AZ-Montage Ganz klar für Olympia: Der öffentliche Nahverkehr wirbt bei seinen Durchsagen für die Olympiabewerbung 2022!

Neue Durchsagen während der Fahrt mit der S-Bahn im Münchner Streckennetz! Die Fahrgäste werden gebeten, für Olympia 2022 zu stimmen.  

München - In den Münchner S-Bahnen erhalten Fahrgäste seit gestern ungewohnte (und teilweise wohl auch ungewollte) Informationen. Per Lautsprecher-Durchsage wird auf den Bürgerentscheid am nächsten Sonntag hingewiesen – und gleich auch eine Wahlempfehlung gegeben.

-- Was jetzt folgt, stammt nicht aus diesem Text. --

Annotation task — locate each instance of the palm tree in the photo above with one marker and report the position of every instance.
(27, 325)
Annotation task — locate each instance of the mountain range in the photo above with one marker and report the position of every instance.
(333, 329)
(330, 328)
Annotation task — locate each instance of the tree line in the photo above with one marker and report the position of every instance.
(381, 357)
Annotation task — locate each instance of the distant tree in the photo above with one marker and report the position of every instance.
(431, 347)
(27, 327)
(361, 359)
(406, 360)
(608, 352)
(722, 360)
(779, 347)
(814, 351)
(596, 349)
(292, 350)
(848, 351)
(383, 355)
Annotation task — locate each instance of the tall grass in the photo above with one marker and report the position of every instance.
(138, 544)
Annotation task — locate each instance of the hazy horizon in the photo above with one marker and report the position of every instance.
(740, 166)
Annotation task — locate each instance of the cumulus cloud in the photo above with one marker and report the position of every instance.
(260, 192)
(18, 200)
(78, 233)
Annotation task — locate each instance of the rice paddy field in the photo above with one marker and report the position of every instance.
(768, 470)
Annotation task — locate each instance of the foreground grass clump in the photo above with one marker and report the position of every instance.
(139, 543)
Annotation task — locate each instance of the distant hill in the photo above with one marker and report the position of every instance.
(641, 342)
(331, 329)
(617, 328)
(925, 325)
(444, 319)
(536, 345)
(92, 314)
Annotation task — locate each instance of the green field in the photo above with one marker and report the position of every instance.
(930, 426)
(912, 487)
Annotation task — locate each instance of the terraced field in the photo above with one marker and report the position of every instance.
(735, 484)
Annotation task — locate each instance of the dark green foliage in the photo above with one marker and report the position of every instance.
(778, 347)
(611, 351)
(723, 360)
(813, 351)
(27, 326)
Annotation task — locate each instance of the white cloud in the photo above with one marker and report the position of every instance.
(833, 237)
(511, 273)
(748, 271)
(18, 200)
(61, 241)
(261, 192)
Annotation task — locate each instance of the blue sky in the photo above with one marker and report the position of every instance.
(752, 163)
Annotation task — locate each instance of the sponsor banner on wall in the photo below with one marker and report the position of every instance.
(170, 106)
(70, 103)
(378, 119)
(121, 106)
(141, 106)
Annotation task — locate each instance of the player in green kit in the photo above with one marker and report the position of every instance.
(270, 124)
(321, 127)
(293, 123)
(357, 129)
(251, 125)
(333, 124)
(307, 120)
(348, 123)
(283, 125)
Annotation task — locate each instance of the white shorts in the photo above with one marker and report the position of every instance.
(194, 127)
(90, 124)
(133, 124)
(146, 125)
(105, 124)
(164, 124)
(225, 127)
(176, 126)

Sinngemäß heißt es da: Die S-Bahn bittet um Unterstützung für Olympia 2022. Denn die Spiele seien auch im Sinne eines besseren öffentlichen Nahverkehrs.

Das Aktionsbündnis NOlympia reagierte „entsetzt“. Zuletzt hatten sich die Olympia-Gegner schon ausgebootet fühlen müssen, als mit den Wahlunterlagen gleich auch die Argumente der Pro-Seite ins Haus geliefert wurden. Für eine Gegenrede war kein Platz.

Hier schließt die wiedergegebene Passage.